Further, we define QoS metrics which allow insights on the used bandwidth of a user application. For instance, this can be based on the token-based system of Lustre's QoS extension that JGU and DDN developed in the past in which a user is allowed x amount of RPCs per second with each RPC being worth 1 MiB, regardless of wheather a user's I/O request uses the full megabyte of each RPC. This allows us to achieve insights into an application's behavior and allows users to ask for x amount of required bandwidth as a newly added the batch scheduler API. Based on the current usage and priorities (some users have a higher priority than others), the resources of the back-end storage system are fairly distributed. Such QoS metrics or, in general, the workload utilization should expand to the ad hoc file system so that users can make informed decisions on the ad hoc file system efficiency when running their applications.

Lastly, an API is defined for the batch scheduler, allowing users to ask for stage-in/out processes between storage tiers, e.g., PFS and ad hoc file system. In addition, the API should include ways to include custom intermediate code while moving the data between tiers. For instance, the job's output data could be processed and compressed before storing it on the PFS.

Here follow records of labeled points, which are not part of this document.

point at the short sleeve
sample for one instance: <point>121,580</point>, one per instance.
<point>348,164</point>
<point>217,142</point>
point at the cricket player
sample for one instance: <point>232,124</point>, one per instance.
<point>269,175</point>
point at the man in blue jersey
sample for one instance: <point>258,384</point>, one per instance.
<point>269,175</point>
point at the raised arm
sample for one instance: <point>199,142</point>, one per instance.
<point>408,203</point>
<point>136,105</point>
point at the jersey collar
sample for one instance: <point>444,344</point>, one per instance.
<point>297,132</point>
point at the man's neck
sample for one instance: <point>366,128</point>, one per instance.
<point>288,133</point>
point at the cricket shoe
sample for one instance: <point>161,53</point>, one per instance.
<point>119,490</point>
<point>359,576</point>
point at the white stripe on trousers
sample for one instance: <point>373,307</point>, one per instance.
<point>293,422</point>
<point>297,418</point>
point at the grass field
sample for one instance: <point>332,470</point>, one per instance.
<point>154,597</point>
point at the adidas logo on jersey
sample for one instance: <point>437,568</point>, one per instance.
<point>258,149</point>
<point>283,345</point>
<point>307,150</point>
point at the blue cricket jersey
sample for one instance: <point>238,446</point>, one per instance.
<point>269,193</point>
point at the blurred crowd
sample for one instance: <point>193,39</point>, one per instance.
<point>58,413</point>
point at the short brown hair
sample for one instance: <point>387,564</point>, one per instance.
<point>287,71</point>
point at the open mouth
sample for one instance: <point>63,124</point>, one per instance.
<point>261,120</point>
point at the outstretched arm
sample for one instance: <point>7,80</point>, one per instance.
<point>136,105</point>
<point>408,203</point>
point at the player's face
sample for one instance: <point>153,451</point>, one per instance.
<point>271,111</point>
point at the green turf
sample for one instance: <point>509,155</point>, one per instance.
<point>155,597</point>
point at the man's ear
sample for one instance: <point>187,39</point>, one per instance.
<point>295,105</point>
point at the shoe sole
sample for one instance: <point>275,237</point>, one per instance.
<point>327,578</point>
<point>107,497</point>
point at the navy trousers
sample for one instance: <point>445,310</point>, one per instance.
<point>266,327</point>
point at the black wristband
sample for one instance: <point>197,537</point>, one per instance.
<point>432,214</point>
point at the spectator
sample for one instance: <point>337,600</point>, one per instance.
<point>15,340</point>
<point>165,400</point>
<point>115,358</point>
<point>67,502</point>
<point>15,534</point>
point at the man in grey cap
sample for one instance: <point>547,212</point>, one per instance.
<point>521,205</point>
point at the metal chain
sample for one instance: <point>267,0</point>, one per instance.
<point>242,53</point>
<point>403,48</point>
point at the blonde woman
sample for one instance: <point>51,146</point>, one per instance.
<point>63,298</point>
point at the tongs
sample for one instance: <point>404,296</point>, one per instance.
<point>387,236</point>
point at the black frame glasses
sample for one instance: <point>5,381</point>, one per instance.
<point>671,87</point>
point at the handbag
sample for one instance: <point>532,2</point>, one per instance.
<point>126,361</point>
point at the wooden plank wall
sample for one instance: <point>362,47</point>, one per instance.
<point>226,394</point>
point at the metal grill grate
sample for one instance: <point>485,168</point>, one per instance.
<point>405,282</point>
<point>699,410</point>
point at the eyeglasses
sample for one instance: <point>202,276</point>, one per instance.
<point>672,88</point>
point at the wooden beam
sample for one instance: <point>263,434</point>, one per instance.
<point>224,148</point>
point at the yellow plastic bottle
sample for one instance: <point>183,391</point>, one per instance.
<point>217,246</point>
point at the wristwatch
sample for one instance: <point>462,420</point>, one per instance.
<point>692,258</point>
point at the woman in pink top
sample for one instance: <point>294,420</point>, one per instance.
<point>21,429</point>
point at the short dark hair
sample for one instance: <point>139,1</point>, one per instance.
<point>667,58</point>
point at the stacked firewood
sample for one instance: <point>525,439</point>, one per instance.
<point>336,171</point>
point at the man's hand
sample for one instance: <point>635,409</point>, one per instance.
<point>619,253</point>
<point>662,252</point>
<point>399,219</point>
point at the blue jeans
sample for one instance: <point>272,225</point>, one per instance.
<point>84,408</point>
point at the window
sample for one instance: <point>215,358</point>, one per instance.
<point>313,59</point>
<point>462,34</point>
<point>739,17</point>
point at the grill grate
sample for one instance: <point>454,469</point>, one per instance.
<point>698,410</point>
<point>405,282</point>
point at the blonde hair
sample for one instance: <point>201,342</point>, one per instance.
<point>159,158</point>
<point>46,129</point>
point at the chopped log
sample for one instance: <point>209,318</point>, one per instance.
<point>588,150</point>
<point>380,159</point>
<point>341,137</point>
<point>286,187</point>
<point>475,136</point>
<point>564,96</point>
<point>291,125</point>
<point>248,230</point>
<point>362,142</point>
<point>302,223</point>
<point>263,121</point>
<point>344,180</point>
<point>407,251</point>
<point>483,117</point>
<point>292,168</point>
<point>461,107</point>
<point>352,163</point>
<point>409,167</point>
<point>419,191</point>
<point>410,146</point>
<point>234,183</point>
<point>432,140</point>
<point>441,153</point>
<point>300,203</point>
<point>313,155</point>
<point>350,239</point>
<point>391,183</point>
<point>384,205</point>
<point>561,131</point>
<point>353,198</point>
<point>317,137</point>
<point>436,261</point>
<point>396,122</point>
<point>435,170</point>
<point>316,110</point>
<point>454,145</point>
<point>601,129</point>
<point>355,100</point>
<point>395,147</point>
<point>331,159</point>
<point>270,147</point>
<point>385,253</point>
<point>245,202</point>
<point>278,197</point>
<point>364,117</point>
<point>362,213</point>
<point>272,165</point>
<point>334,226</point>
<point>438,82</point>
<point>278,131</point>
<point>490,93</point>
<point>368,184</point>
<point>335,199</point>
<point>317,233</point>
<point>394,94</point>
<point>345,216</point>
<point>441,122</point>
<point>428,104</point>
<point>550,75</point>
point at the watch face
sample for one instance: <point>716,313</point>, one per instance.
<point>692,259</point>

4.2 Scheduling algorithms and policies

  • develop I/O scheduling algorithms and benchmarks to evaluate them.
  • the current state of the system is used to drive scheduling decisions.
  • Goal is to minimize storage backend congestion, enforce QoS constraits for each job, and reuse data on local storage to minimize data movement and leverage on locality.
  • Algorithms to predict I/O behaviors and user/application behaviors with machine learning and other techniques
  • Goal is to minimize waiting times

JGU will offer methods to reduce congestion by coordinating ad-hoc file systems and the storage back-end in three ways:

  1. We'll define and implement optimized data movement strategies to minimize reading and writing data from and to the PFS, e.g., when staging-in/out data.
  2. We enforce the QoS requirements in the batch scheduler defined in 4.1 by leveraging on the Lustre QoS extensions.
  3. We implement the interfaces defined in 4.1 so that data can stay within the realms of the ad hoc file system across multiple jobs if they operate on the same input data or rely on the intermediate results of the previous job. In cases the same amount of nodes cannot be used, the data should be transferred between the compute nodes instead of storing them on the PFS.

4.3 On site, in transfer data transformations

  • Create control points inside I/O scheduler
  • Goal is that users can add custom code that is executed while data is transferred on the network or on-site when the data is on the local storage
  • on site data should be resued by rescheduling connected simulation and analysis tasks to the same nodes
  • control points will be offered to other admire components and ad hoc storage systems so that applications can use the functionalities through them (????)

JGU will implement interfaces and tools allowing users to execute their custom code for data processing at the compute node (in-situ). These users can then execute user-defined scripts or significantly extend certain file system I/O operations. For example, a modular file system interface could allow custom code to be executed before the ad hoc file system writes the back-end data to disk. One possible use case is the on-the-fly encryption of sensitive data so that raw data is never stored on node-local storage devices, which other users have access to in later scheduled batch jobs.